Besides all of this. Didn’t the deposit of truth handed on by the Apostles have the canon list? Or was the deposit not inclusive of this in the early Church? If this is the case, how can anyone say that the full deposit of traditions was handed off from the beginning? In other words, if they had “all of it” was the canon included?
Looking to Church Fathers(they, having been retrospectively designated?) does give you a picture of what the selected CFs believed. But only a statistical picture - which you personally feel comfortable, morally, relying on.

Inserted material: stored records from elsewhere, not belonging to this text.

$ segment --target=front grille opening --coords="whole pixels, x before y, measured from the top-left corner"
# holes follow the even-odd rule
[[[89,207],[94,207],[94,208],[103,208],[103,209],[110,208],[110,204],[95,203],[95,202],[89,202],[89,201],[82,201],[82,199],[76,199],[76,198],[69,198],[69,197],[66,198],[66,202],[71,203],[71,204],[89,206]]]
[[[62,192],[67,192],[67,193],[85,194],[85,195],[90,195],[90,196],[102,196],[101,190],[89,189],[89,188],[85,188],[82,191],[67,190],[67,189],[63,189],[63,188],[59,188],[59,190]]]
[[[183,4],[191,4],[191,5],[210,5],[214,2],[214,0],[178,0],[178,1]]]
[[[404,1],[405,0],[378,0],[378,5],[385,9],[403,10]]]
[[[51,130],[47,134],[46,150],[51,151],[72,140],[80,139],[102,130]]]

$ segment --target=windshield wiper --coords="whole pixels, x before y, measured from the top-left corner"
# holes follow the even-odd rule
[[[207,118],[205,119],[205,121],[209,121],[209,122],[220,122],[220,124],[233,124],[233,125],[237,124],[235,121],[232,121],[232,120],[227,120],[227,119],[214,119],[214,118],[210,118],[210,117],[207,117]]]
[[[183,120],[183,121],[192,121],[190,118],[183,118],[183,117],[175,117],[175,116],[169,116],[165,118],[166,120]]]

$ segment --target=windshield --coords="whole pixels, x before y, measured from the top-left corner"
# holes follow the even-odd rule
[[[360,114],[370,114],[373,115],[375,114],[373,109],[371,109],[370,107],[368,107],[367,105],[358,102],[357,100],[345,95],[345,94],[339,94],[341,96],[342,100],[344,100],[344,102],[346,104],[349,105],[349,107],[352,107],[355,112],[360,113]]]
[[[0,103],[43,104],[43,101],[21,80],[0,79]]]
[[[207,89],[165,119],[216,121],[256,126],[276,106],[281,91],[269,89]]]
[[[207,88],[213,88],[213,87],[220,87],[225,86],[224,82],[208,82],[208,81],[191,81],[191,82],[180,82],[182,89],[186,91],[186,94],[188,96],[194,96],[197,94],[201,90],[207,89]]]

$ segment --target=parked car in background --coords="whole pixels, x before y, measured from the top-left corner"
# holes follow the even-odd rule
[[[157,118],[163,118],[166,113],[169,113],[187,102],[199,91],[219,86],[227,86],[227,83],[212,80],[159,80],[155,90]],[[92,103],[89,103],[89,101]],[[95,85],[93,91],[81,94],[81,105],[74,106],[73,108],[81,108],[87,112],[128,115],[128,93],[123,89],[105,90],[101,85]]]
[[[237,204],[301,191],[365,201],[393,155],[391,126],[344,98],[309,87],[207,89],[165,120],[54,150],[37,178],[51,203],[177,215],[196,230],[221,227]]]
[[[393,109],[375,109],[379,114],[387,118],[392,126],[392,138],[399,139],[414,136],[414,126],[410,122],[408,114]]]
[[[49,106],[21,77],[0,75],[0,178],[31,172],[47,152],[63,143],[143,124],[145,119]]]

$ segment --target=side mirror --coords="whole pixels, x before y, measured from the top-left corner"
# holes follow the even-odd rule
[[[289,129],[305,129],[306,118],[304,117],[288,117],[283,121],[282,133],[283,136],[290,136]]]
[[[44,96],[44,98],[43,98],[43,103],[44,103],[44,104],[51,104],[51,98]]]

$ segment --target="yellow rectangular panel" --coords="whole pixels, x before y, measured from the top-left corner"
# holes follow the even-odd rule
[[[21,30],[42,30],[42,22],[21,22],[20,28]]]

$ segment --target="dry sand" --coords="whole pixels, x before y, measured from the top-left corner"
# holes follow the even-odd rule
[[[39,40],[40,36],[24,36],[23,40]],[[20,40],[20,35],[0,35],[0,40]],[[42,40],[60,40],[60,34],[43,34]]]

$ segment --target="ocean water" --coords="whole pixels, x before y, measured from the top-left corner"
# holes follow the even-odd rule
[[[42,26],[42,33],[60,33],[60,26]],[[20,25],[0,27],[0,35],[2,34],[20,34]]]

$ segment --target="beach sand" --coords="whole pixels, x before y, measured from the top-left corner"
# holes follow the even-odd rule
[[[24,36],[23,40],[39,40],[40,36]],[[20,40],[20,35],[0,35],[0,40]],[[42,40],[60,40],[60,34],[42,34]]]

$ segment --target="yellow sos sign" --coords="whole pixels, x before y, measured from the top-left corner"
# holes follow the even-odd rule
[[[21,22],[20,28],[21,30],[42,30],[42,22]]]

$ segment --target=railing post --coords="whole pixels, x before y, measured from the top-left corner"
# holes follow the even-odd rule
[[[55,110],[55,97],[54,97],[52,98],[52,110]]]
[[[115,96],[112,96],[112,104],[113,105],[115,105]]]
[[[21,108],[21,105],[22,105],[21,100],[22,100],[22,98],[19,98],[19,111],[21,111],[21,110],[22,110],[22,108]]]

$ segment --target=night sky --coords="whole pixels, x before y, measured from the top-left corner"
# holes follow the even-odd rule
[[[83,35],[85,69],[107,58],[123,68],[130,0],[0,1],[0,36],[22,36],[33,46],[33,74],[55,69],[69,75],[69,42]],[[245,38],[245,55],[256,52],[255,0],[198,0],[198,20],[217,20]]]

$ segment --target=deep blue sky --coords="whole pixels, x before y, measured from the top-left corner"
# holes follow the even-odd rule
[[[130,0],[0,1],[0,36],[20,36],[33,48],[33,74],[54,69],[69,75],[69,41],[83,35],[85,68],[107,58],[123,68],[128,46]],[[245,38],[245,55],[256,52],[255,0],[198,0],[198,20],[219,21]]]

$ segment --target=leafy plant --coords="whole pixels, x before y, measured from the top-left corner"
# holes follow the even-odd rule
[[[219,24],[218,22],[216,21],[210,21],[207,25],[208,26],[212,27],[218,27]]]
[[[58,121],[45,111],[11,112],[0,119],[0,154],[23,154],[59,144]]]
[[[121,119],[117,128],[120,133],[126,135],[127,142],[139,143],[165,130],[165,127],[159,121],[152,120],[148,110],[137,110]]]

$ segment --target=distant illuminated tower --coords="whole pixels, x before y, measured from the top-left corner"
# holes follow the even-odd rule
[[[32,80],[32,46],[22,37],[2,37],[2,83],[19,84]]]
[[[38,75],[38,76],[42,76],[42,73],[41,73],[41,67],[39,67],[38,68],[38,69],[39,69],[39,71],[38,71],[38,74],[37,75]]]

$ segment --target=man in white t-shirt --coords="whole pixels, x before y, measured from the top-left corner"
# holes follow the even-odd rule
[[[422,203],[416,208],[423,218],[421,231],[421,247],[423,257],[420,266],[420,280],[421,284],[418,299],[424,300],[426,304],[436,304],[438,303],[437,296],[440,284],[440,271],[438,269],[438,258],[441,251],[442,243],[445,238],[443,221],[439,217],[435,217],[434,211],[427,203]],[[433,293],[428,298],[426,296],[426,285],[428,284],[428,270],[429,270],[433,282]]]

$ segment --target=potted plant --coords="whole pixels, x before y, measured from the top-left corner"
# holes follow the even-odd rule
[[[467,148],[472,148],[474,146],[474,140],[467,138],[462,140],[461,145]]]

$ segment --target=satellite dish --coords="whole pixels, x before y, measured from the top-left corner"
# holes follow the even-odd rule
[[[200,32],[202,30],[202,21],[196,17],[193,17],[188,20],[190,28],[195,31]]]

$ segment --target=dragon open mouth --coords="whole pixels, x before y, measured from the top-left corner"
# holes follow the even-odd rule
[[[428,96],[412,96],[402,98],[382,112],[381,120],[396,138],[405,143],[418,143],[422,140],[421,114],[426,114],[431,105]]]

Were there other documents from multiple sources (NOT retrospectively viewed as a CF but of unknown validity in their day) which were circulating within the community and which were capable of exerting influence on believers at the time, which (due to subsequent analysis as “heretical”) did not survive the ravages of time? You don’t know, but the answer is probably yes.
This system, however, must be recognized as a standard of secular creation - not that that makes it bad. Nowhere in Scripture, however, is such a concept proposed that each individual is responsible for deciphering history to establish relative probability in ascertaining “moral certainty” with respect to Church teaching. Nowhere is “history” designated as the “final authority” that your interpretation of Scripture is meant to be judged against. You will counter that you really have no other option. But I will submit to you that you need to identify anyone in the history of the Church who followed this route successfully in order for it to be valid.
You want intellectual security, not moral security. Actually, you want both, but you want your “moral certainty” to be a function of your intellectual certainty. This, again, does not ring any biblical bells in my mind and also fails the test of Church tradition. I’m the same way, but I don’t have the time nor intellectual capacity to have researched as deeply as you have. The fundamental problem is that we don’t trust the holy Spirit to guide the Church completely with respect to doctrine.
I, as a Catholic, know that I should but it still requires humility for me and I pray for that. I understand that your background makes it significantly harder for you to the point that you would feel irresponsible abrogating that responsibility to something you see as vague as Tradition.